PlantExpertVQA: A Visual Question Answering Dataset for Benchmarking Vision-Language Models in Plant Science

Existing plant-disease datasets target classification and detection, leaving vision-language models unable to support interactive, reasoning-based diagnosis. To address this, we present PlantExpertVQA, a large-scale visual question answering (VQA) dataset designed to advance vision-language models for agricultural decision-making.

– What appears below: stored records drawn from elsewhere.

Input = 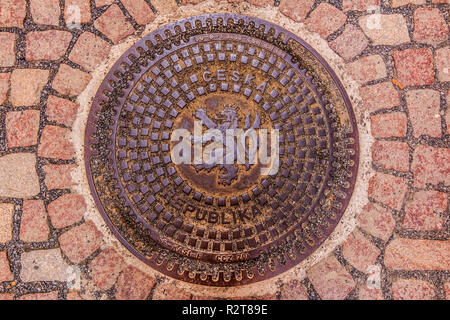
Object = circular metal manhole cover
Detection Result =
[85,14,358,286]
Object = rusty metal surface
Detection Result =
[85,14,359,286]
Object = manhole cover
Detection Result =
[85,14,358,286]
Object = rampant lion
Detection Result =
[194,105,261,185]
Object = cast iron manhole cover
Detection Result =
[85,14,358,286]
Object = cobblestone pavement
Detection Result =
[0,0,450,300]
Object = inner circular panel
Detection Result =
[85,14,359,286]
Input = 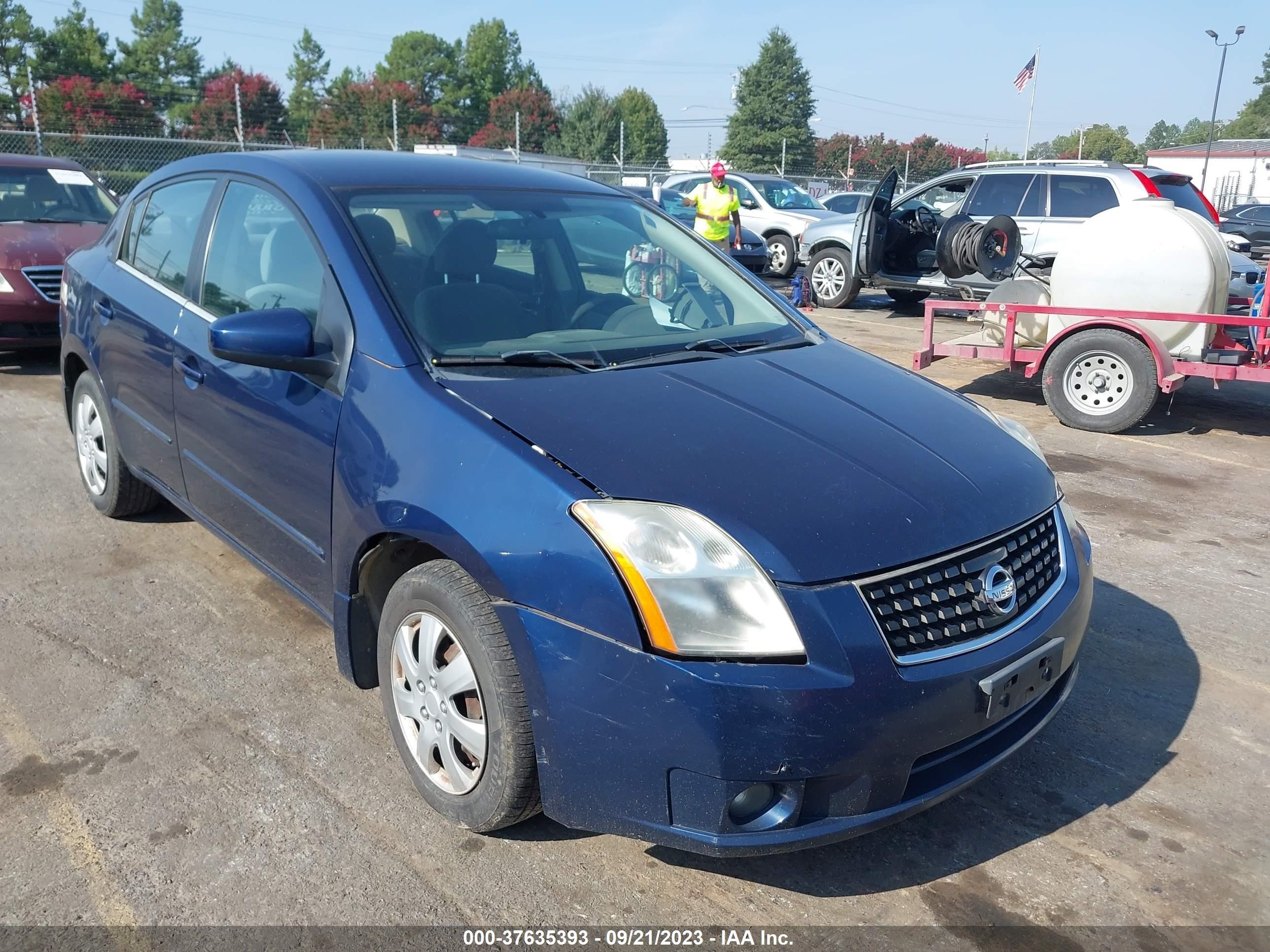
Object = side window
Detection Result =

It is compiled from 45 open-source datasets, including the widely used PlantVillage corpus, and comprises 765,186 high-quality question-answer (QA) pairs grounded over 150,841 images spanning 38 crop species and 89 disease conditions. Questions are organized into 3 levels of cognitive complexity and 9 distinct categories. Each was phrased following expert guidance and generated via an automated two-stage pipeline: template-based QA synthesis from image metadata, followed by multi-stage linguistic re-engineering. The dataset was iteratively reviewed by domain experts for scientific accuracy and relevance. We find that current frontier vision-language models, including recent open-source instruction-tuned multimodal LLMs, perform poorly on PlantExpertVQA. However, parameter-efficient fine-tuning of a compact 2B-parameter model on a small fraction of the dataset yields substantial improvements across all question categories, demonstrating its effectiveness for domain adaptation.